2009年の設立以来、PC・スマートフォン・家庭用ゲーム機など多様なデバイスでオンラインゲームを展開する株式会社バンダイナムコオンライン様。2023年6月には待望のオリジナル新作IP、オンラインアクションRPG「BLUE PROTOCOL」もリリースされ、国内外・世代を問わず、多くの人々を楽しませるコンテンツを提供されています。
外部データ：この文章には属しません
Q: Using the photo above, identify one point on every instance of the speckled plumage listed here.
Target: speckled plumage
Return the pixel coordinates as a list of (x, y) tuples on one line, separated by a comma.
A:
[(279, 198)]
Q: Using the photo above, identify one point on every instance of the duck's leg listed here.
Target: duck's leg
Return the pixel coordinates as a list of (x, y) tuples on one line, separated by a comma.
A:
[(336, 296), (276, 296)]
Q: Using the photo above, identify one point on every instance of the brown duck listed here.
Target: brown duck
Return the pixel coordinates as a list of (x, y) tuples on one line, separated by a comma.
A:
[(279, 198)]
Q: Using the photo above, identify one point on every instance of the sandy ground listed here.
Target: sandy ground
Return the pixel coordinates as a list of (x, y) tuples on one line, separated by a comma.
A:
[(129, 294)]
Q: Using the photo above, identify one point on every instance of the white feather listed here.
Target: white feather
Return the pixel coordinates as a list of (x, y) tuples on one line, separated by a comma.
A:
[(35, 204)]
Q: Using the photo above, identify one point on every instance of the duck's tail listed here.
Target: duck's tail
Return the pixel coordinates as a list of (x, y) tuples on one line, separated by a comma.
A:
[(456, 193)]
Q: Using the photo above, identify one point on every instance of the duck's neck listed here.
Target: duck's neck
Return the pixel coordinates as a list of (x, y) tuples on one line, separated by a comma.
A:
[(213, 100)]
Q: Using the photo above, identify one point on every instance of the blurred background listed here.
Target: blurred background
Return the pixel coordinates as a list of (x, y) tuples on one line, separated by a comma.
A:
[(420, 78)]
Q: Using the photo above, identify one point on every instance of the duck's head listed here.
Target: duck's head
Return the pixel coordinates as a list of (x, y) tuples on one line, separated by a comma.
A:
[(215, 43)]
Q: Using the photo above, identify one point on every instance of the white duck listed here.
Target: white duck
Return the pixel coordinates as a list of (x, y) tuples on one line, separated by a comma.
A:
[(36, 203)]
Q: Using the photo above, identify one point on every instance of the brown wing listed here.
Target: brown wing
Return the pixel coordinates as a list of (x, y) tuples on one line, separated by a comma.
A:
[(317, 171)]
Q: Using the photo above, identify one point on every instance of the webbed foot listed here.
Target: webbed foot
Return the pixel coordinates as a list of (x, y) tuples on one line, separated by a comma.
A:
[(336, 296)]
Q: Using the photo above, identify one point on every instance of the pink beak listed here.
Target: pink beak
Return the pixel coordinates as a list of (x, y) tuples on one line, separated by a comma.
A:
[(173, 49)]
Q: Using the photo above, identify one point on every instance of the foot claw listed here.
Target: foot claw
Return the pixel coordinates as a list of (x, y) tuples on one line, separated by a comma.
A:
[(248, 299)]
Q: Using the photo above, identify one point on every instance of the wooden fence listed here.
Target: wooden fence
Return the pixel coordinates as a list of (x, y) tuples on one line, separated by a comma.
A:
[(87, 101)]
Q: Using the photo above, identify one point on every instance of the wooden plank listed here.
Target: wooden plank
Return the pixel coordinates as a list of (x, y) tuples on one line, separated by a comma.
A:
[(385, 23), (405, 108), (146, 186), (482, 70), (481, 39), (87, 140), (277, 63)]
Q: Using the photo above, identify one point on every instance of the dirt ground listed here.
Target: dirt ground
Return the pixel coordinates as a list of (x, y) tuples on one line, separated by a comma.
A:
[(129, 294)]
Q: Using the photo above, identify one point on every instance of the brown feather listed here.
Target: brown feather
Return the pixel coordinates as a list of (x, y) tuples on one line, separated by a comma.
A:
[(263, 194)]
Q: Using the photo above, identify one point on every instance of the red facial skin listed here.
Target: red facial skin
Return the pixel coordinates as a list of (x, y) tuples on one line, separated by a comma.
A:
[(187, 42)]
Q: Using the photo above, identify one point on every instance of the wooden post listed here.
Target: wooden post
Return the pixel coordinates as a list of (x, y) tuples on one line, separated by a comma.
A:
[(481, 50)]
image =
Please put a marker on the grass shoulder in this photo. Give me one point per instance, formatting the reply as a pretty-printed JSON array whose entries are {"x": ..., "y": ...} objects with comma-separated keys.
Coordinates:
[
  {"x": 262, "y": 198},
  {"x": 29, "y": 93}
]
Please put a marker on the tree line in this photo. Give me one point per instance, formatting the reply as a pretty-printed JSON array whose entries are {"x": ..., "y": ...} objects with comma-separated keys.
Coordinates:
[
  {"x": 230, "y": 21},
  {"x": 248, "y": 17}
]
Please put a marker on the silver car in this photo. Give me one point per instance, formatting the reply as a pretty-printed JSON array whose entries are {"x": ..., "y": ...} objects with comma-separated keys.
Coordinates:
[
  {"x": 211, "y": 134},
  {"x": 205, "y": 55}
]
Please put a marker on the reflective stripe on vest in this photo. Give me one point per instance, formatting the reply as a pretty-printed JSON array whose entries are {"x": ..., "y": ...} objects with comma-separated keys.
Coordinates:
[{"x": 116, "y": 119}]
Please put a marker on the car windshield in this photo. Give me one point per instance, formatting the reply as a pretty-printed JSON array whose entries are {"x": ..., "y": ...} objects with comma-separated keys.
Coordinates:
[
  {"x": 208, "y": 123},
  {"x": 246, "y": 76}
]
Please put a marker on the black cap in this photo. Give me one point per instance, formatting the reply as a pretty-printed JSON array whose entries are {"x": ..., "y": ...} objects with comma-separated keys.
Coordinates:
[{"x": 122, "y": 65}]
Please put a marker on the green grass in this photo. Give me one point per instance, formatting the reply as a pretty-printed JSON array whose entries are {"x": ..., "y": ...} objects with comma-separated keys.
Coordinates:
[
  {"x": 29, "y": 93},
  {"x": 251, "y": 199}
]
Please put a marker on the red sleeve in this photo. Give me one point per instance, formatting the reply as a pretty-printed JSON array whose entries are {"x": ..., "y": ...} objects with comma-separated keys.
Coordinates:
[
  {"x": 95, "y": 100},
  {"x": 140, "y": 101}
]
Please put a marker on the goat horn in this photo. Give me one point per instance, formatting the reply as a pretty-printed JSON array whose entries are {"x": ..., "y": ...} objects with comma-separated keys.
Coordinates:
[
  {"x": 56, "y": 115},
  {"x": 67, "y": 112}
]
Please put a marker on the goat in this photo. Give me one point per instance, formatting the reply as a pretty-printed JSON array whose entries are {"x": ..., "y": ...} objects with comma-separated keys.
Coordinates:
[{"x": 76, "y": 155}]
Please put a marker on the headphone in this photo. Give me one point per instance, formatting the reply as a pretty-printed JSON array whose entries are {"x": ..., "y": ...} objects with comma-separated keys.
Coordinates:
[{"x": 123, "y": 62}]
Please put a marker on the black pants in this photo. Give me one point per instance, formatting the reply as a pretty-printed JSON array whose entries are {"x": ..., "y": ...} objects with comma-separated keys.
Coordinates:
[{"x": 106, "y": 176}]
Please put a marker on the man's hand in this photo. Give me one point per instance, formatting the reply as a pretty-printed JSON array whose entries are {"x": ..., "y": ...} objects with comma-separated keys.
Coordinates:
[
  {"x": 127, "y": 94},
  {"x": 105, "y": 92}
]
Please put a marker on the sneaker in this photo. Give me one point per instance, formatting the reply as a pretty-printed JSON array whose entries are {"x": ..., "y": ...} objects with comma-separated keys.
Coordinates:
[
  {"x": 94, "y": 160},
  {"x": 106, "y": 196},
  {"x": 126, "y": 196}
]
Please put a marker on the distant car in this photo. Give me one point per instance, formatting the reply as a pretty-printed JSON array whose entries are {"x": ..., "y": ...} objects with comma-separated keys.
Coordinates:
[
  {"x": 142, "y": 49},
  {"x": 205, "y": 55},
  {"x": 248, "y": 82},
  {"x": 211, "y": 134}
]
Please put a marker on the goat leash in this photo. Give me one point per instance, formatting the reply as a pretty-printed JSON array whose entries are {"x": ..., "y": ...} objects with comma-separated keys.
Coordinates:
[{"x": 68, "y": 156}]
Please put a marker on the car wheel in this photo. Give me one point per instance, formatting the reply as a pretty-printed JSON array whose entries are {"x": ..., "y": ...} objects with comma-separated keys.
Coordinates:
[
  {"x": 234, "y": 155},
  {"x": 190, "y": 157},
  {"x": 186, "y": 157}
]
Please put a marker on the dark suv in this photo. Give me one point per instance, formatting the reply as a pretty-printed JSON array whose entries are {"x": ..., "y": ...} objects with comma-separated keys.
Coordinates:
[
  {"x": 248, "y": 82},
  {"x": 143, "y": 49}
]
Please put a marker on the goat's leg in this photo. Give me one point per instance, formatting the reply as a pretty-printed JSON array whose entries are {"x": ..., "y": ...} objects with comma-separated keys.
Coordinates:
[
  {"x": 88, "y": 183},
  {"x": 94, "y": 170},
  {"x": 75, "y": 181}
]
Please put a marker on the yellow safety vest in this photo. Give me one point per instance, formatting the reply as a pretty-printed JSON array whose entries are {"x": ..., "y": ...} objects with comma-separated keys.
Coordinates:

今回は、品質保証部 ゼネラルマネージャーの柴田様にご協力いただき、弊社の各種ゲーム支援事業の導入効果や活用状況、今後の展望などをお聞きしました。

カスタマーサービス&サポート両立に向けたコンテンツ作りのパートナー

鈴 木:本日はお時間いただきありがとうございます!早速ですが、先ずは柴田様の担当業務ついて教えていただけますでしょうか。

柴田様:はい、私たち品質保証部では、お客様への安心・安全なサービス提供に向け、品質基準の策定や製品・ソフトウェアのテスト、カスタマーサービス・カスタマーサポート業務などを担当しています。また、小さなお子様でも安心して遊べる表現・製品になっているかなど、コンテンツの表現・倫理性の審査も行っています。 

鈴 木:御社が提供するコンテンツは、幅広い世代に愛されていると感じます。特に、未成年向けのカテゴリーに対する安全への配慮は印象的です。子供を持つ私としても、製品の品質や使われる表現には特に敏感ですし、その影響の大きさもよく理解しています。御社のサービスは、子供たちが安心して楽しめるだけでなく、親も安心して与えられますね。

 

鈴 木:では、弊社サービス導入前に御社が抱えていた課題を教えていただけますか。

柴田様:ゲームデバッグサービス(以降「デバッグ」)は、私が入社した時には既にお願いしていたので、今回は、カスタマーサービス・サポートに関する当時の課題をお話ししますね。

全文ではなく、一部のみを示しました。